But it looks likely to soldier on Down Under, given we don’t use the stricter standard.
Jaguar has quietly killed the most powerful model in its XJ line-up – the XJR 575 – in Europe, due to more stringent World harmonised Light vehicle Testing Procedure (WLTP) regulations.
Despite only being released last year, Auto Express reports the XJR 575’s low production numbers mean that it was not cost-effective for Jaguar to homologate it to meet the new test procedure.
This move comes after Jaguar Land Rover removed the 3.0-litre V6 supercharged petrol engine from its XE S, XF S, Discovery Sport, Range Rover Sport and Range Rover Velar models earlier this year.
These changes mean the XJ in Europe is now only available with JLR’s 3.0-litre V6 turbo diesel, marking the first time in history that the XJ model is available without a petrol engine.

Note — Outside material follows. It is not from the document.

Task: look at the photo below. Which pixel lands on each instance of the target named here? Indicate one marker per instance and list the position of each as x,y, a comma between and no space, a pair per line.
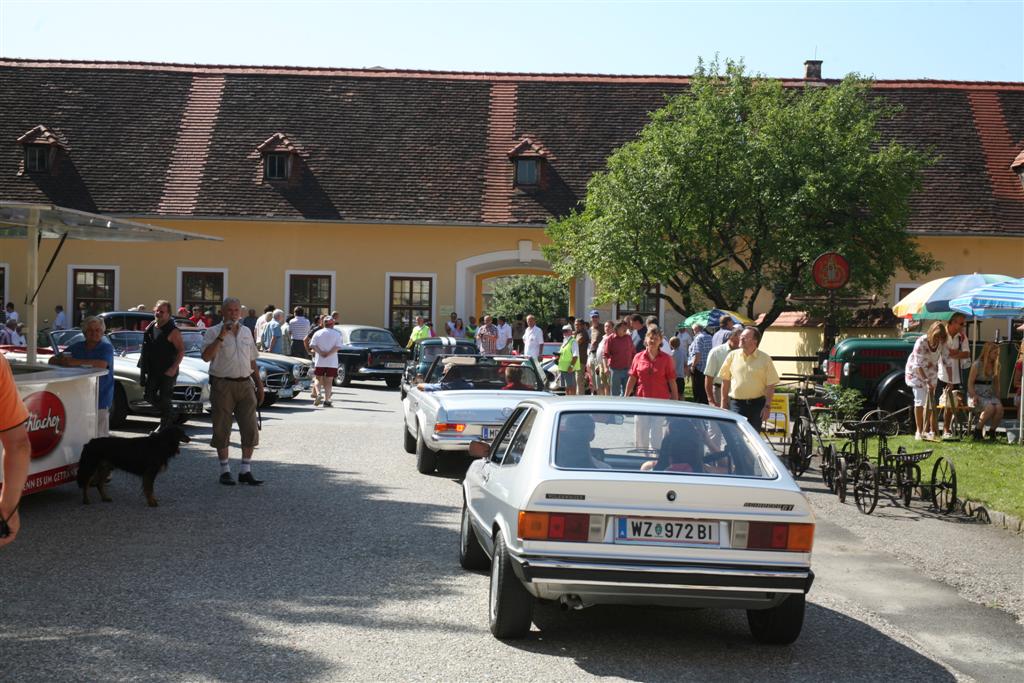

The XJR 575 will however still be available in other markets such as the United States, for the time being at least, with Jaguar’s manager of public relations in North America, Nathan Hoyt, telling carbuzz.com “the XJR 575 will be offered in the US in 2019, following its debut here last year.”
Jaguar is far from the only manufacturer forced to cull models due to the WLTP testing, with high-profile cars such as the Volkswagen Golf GTI manual and the BMW M3 removed from sale due to complications arising from WLTP compliance.
A replacement for the current-generation Jaguar XJ is expected to arrive in 2020.
We’ve contacted Jaguar Australia for details on whether the XJR 575 is still offered here. It’s still listed online, so we’d suggest it’ll stay the course Down Under.